By concessioning the project the government could secure a considerable return on investment, potentially amounting to as much as one-third of the project’s capital cost. However without the completion of the key sections to central London and Crewe, the value of the HS2 concession—and therefore the return to taxpayers and the Treasury—could be more than halved.

In our submission to Treasury the rail industry argues that the greatly increased concession value of a line stretching from Euston to Crewe would comfortably outweigh the extra capital expenditure, and that increasing the scope of the project could in fact save Treasury as much as £3.5 billion in the medium term.

We highlight the successful example of HS1’s concession model, where a 30-year concession was sold for £2.1 billion, covering a third of the total construction costs. HSRG illustrate a clear precedent for monetising HS2, with modelling showing that if HS2 was constructed according to a similar framework, returns to HM Treasury could match, or even exceed, those of HS1.

More broadly, we have set out four key policy recommendations ahead of Labour’s first Autumn Budget on the 30th October. HSRG calls on the Government to prioritise strategic investment into major rail infrastructure projects, outlining 4 key policy recommendations:

  1. Engage with the infrastructure investment community to explore funding options
  2. Approve the Old Oak Common to Euston section of HS2, and continuation of tunnelling works to avoid costly delays
  3. Retain current HS2 landholdings between Birmingham and Crewe
  4. Develop and stick to a comprehensive long-term strategy for both North-South and East-West travel

These recommendations have been devised to address both immediate infrastructure projects and long-term national rail targets, and in this representation ahead of the Budget rail industry experts assure Chancellor Rachel Reeves that rail investment can help deliver her core goal of kickstarting economic growth.

HSRG also highlight the critical importance for retaining HS2 landholdings between Birmingham and Crewe until long-term decisions are finalised, warning of an alternative costly fire-sale, devaluation of the overall project, and an exacerbation of capacity bottleneck on the West Coast Main Line.

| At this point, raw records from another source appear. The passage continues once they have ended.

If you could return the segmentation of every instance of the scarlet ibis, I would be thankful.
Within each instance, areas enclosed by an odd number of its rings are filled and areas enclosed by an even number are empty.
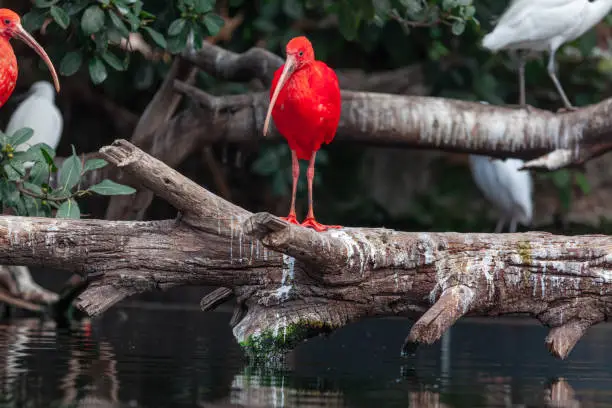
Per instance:
[[[580,37],[612,10],[612,0],[514,0],[495,29],[483,39],[492,51],[548,51],[548,74],[566,109],[573,109],[555,73],[559,47]],[[520,104],[525,106],[525,61],[519,57]]]
[[[12,10],[0,9],[0,106],[4,105],[15,90],[17,83],[17,58],[9,40],[18,38],[34,49],[45,61],[55,83],[57,92],[60,90],[59,79],[49,56],[34,38],[21,26],[21,19]]]
[[[299,224],[295,214],[295,193],[300,166],[298,160],[308,160],[308,214],[301,224],[326,231],[342,228],[323,225],[315,220],[312,205],[312,183],[317,151],[336,135],[340,122],[341,99],[338,77],[333,69],[315,60],[312,44],[306,37],[295,37],[287,43],[287,59],[276,70],[270,88],[270,106],[264,122],[263,134],[268,132],[270,115],[278,131],[287,139],[291,149],[293,188],[289,215],[283,217]]]

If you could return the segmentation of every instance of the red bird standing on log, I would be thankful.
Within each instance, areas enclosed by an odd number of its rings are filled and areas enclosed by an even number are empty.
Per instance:
[[[270,106],[264,122],[263,134],[268,132],[270,114],[278,131],[287,139],[291,149],[293,188],[291,209],[287,217],[298,224],[295,215],[295,193],[300,166],[298,159],[309,160],[308,214],[301,224],[321,232],[339,225],[323,225],[315,220],[312,208],[312,182],[317,151],[323,142],[334,140],[340,122],[341,99],[338,77],[324,62],[315,60],[312,44],[306,37],[295,37],[287,43],[287,59],[276,70],[270,88]]]
[[[55,83],[60,90],[59,79],[49,56],[34,38],[21,26],[21,19],[12,10],[0,9],[0,107],[6,103],[15,90],[17,83],[17,58],[9,40],[18,38],[29,45],[45,61]]]

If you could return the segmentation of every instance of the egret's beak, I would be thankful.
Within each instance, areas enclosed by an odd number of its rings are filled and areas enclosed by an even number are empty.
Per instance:
[[[41,47],[39,43],[36,42],[36,40],[30,35],[30,33],[24,30],[21,24],[16,25],[15,34],[13,34],[13,36],[20,39],[24,43],[28,44],[28,46],[34,49],[34,51],[36,51],[36,53],[40,56],[40,58],[42,58],[43,61],[45,61],[45,64],[47,64],[47,67],[49,67],[49,71],[51,71],[51,76],[53,77],[53,83],[55,84],[55,90],[59,92],[60,91],[59,78],[57,77],[57,72],[55,72],[55,67],[53,66],[51,59],[49,59],[49,56],[45,52],[45,49]]]
[[[278,83],[276,84],[276,89],[274,89],[274,94],[272,94],[272,98],[270,99],[270,105],[268,106],[268,113],[266,114],[266,120],[264,122],[263,135],[266,136],[268,133],[268,127],[270,126],[270,117],[272,116],[272,109],[274,108],[274,104],[276,103],[276,99],[278,98],[278,94],[280,93],[283,86],[285,86],[285,82],[287,79],[293,74],[296,67],[295,57],[293,55],[287,55],[287,60],[285,60],[285,68],[281,73],[280,78],[278,79]]]

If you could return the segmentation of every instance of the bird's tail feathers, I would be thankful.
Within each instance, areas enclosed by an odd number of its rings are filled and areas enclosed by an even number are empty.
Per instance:
[[[502,35],[498,30],[493,30],[484,36],[482,46],[491,51],[499,51],[506,46],[506,38],[507,36]]]

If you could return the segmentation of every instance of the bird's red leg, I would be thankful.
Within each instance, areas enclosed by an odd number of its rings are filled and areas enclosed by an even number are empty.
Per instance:
[[[295,151],[291,151],[291,174],[293,176],[293,186],[291,188],[291,209],[289,215],[281,217],[283,220],[290,224],[300,225],[295,216],[295,193],[297,192],[298,178],[300,177],[300,163],[298,162],[297,154]]]
[[[306,177],[308,178],[308,215],[306,215],[306,219],[302,223],[302,226],[313,228],[318,232],[327,231],[329,228],[342,228],[340,225],[323,225],[315,220],[314,211],[312,209],[312,182],[314,180],[314,164],[316,155],[317,152],[312,154],[310,163],[308,163],[308,172],[306,173]]]

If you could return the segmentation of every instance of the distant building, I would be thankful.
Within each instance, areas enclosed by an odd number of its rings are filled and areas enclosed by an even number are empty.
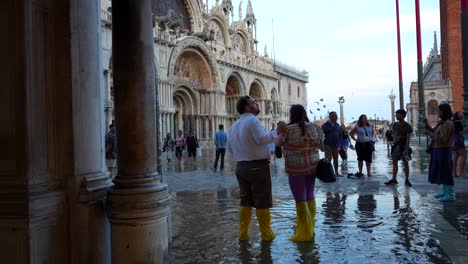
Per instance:
[[[113,119],[112,7],[101,0],[107,123]],[[209,144],[218,124],[226,130],[239,118],[236,101],[250,95],[269,130],[289,118],[292,104],[307,109],[308,72],[274,61],[257,49],[252,2],[234,17],[229,0],[209,8],[199,0],[152,1],[154,63],[158,76],[161,138],[181,129]]]
[[[437,45],[437,34],[434,32],[434,47],[426,59],[423,69],[424,79],[424,105],[426,108],[426,117],[429,124],[437,124],[437,108],[441,102],[447,102],[453,105],[452,83],[450,80],[444,80],[442,74],[441,55]],[[414,130],[418,127],[419,97],[418,83],[411,82],[410,102],[406,105],[408,110],[407,121],[413,126]]]

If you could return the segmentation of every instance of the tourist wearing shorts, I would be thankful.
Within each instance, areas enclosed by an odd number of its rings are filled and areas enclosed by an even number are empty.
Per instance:
[[[361,115],[356,126],[349,132],[351,138],[356,141],[355,148],[358,160],[359,172],[356,176],[362,177],[363,163],[366,162],[367,176],[372,176],[372,139],[374,138],[374,129],[367,121],[366,115]],[[355,137],[357,135],[357,138]]]
[[[405,185],[408,187],[413,186],[409,181],[409,166],[408,161],[411,159],[411,148],[409,146],[411,134],[413,128],[405,121],[406,111],[404,109],[398,109],[395,112],[397,122],[392,125],[393,132],[393,146],[391,150],[391,158],[393,161],[392,179],[386,182],[386,185],[398,184],[398,161],[403,162],[403,171],[405,172]]]
[[[236,163],[236,177],[240,189],[239,240],[249,239],[252,208],[255,208],[262,240],[275,238],[271,230],[270,152],[268,144],[274,142],[276,133],[267,132],[256,117],[257,103],[250,96],[237,101],[240,118],[229,129],[228,151]]]
[[[338,115],[336,112],[328,114],[328,121],[322,125],[322,131],[325,134],[325,158],[330,162],[333,159],[333,168],[336,176],[342,176],[338,173],[338,151],[343,146],[343,137],[341,126],[336,121]]]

To ensure job creation, skills development, enhanced connectivity, and economic growth across all regions – with a substantial return to the Exchequer – HSRG continues to advocate for the development of a long-term comprehensive strategy encompassing both North-South and East-West travel.

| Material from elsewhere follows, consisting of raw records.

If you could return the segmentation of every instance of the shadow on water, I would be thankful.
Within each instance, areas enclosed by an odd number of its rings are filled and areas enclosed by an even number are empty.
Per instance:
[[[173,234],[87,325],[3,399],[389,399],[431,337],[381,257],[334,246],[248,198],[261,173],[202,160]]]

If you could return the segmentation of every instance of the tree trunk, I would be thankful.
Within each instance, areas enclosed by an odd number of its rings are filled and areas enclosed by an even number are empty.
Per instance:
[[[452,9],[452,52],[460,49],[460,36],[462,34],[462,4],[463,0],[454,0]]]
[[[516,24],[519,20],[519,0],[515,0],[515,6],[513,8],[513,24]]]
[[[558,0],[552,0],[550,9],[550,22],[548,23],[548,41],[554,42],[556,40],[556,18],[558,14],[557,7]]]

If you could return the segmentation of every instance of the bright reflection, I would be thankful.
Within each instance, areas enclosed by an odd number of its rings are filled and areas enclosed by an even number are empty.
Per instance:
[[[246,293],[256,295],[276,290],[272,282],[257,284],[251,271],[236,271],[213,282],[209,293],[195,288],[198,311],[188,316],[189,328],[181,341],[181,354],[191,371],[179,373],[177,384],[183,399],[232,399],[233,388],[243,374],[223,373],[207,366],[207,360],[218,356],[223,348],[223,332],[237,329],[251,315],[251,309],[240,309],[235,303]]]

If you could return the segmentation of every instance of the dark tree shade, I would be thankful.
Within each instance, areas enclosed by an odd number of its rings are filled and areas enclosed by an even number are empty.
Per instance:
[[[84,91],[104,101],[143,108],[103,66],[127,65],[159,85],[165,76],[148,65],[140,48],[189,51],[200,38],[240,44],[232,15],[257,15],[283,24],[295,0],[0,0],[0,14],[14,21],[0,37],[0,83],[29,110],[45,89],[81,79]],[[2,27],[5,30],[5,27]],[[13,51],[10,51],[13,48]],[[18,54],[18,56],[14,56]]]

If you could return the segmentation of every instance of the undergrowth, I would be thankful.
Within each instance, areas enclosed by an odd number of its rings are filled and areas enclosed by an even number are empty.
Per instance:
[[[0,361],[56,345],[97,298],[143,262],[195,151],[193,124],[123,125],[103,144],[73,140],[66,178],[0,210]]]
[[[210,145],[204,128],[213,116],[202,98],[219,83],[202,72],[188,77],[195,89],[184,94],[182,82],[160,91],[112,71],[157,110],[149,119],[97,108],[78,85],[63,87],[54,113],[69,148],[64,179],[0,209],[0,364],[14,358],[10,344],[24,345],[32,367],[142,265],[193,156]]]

Failure to adopt these policy recommendations risks a severe deterioration of capacity and an incurrence of long-term costs far outweighing any short-term savings. The government must act decisively ensuring a lasting legacy of economic growth, regional development and environmental sustainability that delivers for both the taxpayer and communities.

This article relies on analysis from Greengauge 21 which was updated on 22nd November 2024. 

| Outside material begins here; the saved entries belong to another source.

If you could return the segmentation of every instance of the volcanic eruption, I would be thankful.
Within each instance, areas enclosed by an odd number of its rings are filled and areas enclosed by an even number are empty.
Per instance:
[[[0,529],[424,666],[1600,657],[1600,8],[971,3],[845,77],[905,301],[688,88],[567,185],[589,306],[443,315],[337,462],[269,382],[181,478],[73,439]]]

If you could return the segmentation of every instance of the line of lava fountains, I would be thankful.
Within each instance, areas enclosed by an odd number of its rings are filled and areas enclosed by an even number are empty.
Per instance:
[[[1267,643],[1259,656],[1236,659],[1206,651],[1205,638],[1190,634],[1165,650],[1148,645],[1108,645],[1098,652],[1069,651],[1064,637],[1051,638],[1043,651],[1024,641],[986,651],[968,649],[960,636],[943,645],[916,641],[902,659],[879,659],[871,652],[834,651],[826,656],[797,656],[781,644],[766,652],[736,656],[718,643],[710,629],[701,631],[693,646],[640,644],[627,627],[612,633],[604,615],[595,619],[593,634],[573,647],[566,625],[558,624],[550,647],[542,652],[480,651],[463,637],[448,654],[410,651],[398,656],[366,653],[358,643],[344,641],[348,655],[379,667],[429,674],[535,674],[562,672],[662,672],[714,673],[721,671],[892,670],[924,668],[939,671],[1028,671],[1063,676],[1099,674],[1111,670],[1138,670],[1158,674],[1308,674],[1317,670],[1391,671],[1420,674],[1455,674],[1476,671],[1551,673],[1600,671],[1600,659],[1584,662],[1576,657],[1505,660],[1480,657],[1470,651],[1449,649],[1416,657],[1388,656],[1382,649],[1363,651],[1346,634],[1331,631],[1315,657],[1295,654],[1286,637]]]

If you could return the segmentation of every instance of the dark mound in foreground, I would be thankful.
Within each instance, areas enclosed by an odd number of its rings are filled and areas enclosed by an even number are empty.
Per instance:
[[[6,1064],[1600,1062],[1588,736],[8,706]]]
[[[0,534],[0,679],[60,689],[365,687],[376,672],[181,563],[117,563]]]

Dyan Perry, Chair of HSRG, said:

“It is deeply alarming to hear news that Rachel Reeves is contemplating cuts to infrastructure spending. We are aware of the fiscal challenges currently facing the Government, and HSRG appreciates that the forthcoming Budget will involve Treasury Ministers making tough choices.

“However, short-term decisions to cut investment into infrastructure would be deeply damaging to the UK, creating uncertainty and jeopardising investor confidence. Rail investment must be an priority as it achieves far more than simply addressing capacity issues; it drives economic growth, transforming prosperity and productivity across UK regions, creates jobs and upskills workers.

“We strongly urge Treasury officials to carefully consider our recommendations and take action to ensure the UK can fully realise the benefits of a connected rail network. Only by investing in our infrastructure now can we set the UK up for long-term economic success.”